One of the advantages of homeschooling is that you can adjust the curriculum and training to fit your child's learning style. Learning style has to do with the way a child naturally learns. There are different styles of learning just as there are different “natural” abilities such as being mechanically inclined or being creative and artistic.

Ideally, you should cater to a child's learning style during the elementary years, when the child is learning basic skills. That's because it's easier to learn something new using your natural way of learning or preferred sense such as hands-on learning or visual learning.

Children who are trying to learn a subject that is the opposite of their natural way of learning will take longer to master the skill. For example, random and global children find it hard to memorize math fact families, master spelling, learn grammar rules, and retain historical dates and figures. Likewise, sequential and concrete children find it hard to make inferences, draw conclusions, evaluate evidence, and recognize the underlying meaning or symbolism in literature. Fast-paced children become bored easily when dealing with detailed, sequential subjects such as history and grammar.

By recognizing these differences, you can adjust the type of curriculum used, the number of skills that must be mastered, the use of supplemental activities, and the amount of time devoted to each topic in a way that will maximize your child's learning.

There's just one catch. Sooner or later your child will need to be able to learn any type of material even when it does not match his or her natural way of learning. In other words, learning style should never become an excuse for not learning something.

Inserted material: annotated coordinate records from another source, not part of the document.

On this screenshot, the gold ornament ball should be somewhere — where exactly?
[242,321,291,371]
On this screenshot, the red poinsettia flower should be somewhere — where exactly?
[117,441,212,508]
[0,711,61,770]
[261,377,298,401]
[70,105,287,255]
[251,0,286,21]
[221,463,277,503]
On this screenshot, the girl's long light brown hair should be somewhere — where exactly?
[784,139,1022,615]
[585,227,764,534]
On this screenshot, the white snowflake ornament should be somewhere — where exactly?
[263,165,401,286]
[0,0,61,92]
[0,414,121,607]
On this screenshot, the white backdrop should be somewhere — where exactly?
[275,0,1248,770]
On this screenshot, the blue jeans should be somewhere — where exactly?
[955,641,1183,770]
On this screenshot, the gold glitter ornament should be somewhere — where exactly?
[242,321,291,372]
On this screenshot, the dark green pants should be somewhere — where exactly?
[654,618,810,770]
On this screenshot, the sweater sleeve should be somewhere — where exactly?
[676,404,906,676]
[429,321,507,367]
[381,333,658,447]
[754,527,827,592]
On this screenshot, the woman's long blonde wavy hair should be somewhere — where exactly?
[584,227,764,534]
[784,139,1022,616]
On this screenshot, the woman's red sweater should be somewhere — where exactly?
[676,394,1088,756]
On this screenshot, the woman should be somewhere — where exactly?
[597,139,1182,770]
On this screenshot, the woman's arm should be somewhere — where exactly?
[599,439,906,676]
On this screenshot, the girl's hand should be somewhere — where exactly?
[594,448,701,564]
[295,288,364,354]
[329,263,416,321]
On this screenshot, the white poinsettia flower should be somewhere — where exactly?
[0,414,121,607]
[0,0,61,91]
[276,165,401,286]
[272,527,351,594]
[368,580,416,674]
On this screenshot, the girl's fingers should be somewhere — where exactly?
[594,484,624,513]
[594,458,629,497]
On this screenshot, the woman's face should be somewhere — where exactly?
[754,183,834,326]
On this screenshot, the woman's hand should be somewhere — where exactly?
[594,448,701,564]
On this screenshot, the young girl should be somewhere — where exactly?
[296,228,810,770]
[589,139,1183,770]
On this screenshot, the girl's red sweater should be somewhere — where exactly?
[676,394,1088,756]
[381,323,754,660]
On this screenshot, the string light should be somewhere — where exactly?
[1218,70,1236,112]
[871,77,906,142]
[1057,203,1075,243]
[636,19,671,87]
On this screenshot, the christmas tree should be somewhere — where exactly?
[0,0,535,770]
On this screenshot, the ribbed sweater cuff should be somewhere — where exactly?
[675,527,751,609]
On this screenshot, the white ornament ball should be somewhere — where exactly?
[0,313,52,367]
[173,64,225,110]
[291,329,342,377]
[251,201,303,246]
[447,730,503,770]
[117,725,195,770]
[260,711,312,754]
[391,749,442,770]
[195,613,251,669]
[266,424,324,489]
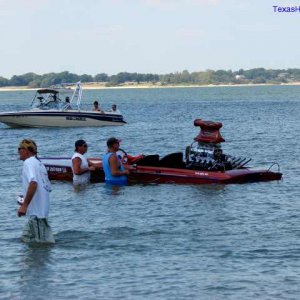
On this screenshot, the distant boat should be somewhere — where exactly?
[0,83,126,127]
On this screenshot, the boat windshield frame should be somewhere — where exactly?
[30,82,82,111]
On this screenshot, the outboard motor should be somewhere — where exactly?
[186,119,232,171]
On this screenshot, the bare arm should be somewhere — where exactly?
[18,181,37,217]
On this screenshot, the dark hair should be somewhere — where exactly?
[75,140,86,151]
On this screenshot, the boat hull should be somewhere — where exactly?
[0,110,126,127]
[41,158,282,184]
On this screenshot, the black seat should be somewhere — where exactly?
[159,152,185,169]
[136,154,159,167]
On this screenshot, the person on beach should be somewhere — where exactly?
[102,137,129,185]
[72,140,96,186]
[17,139,55,244]
[93,101,103,112]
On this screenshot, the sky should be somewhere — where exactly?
[0,0,300,79]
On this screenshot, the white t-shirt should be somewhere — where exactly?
[72,152,91,185]
[22,156,51,218]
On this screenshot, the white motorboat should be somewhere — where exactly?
[0,83,126,127]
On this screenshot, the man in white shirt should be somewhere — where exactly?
[18,139,55,244]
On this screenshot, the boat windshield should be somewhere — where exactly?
[31,83,82,110]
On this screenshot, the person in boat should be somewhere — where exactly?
[72,140,96,186]
[18,139,55,244]
[93,101,103,113]
[110,104,121,114]
[64,97,72,109]
[102,137,129,185]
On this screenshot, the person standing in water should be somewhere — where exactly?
[17,139,55,244]
[72,140,95,186]
[102,137,129,185]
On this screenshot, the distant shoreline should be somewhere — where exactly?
[0,82,300,92]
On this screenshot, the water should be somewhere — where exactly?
[0,86,300,299]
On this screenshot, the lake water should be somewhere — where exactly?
[0,86,300,299]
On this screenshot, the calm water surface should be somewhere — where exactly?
[0,86,300,299]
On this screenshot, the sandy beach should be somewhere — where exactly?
[0,82,300,92]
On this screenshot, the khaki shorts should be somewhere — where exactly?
[22,217,55,244]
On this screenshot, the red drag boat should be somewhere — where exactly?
[41,119,282,184]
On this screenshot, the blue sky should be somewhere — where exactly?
[0,0,300,78]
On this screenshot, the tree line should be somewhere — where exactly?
[0,68,300,88]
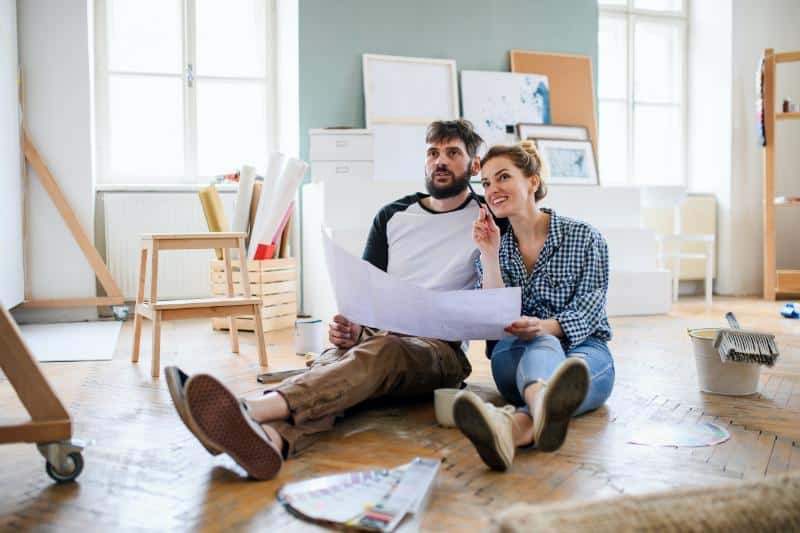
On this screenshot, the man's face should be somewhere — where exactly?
[425,139,472,200]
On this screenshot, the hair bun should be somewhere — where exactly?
[519,139,539,155]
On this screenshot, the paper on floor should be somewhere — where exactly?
[323,231,521,341]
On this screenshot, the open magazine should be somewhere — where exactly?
[278,457,440,531]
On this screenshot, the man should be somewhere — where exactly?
[165,120,496,479]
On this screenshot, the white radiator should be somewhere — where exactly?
[102,191,235,300]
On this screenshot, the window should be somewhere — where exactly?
[598,0,689,185]
[95,0,276,184]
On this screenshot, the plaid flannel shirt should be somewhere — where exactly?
[475,208,611,352]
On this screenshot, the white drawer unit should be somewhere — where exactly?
[308,129,375,183]
[308,129,373,160]
[311,161,374,183]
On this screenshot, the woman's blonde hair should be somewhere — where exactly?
[481,139,547,202]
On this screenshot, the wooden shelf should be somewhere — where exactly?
[775,270,800,294]
[775,51,800,63]
[761,48,800,300]
[775,196,800,205]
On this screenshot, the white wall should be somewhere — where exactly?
[0,0,25,308]
[18,0,97,320]
[724,0,800,294]
[689,0,740,293]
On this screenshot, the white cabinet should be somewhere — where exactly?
[308,129,374,183]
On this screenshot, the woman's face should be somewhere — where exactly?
[481,156,539,218]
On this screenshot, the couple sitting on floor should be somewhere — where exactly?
[165,120,614,479]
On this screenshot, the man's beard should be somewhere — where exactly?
[425,169,472,200]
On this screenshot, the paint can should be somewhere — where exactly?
[294,317,325,355]
[689,328,761,396]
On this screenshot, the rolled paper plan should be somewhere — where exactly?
[247,181,264,243]
[199,185,228,260]
[252,152,286,260]
[248,158,308,260]
[233,165,256,257]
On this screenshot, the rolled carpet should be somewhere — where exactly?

If you have been able to cater to your child's learning style during the elementary years, then you can begin to show the student how to learn opposite skills throughout the intermediate years. If you are beginning to homeschool during the intermediate years, then you may still need to work with the student to bring basic and key skills up to speed using the preferred learning style.

But once a child reaches the intermediate levels, he or she should have the basic skills mastered. The curriculum and skills shift to learning how to apply basic skills and knowledge to other subjects and applications.

What many parents don't realize, however, is that students don't necessarily know how to synthesize information together or make the appropriate applications. They have to be shown how to do it in the same way that you showed them the sound-letter connections in phonics and how to count objects for addition and subtraction.

Some students don't automatically know how to write an outline or take notes. Others don't automatically know how to use an algebraic formula to figure out how many cans of paint to buy when changing the color of a room. Still others don't automatically see an author's thesis or purpose. In short, they don't automatically know how to learn something that is the opposite of their natural way of learning.

Things are further complicated by the fact that learning something that is the opposite of one's natural way of learning takes work, sometimes hard work, and for a prolonged period of time. There is a tendency sometimes that when we do cater to a child's learning style, that we fall into a rut of trying to make things easy or interesting to the child. Unfortunately, life doesn't work that way. So it's important that as you make adjustments for learning style, your child understands the process and why you are doing it. Students must be taught how to remain teachable, and be willing to tackle skills or tasks that are difficult or boring.

It's not uncommon for students to complain, “Why do I have to learn this when I will never need to know it.” Of course we parents respond that they can't possible know what they will need to know. But apart from that, learning something just for the sake of learning has value in itself. It trains us to be teachable all the days of our life.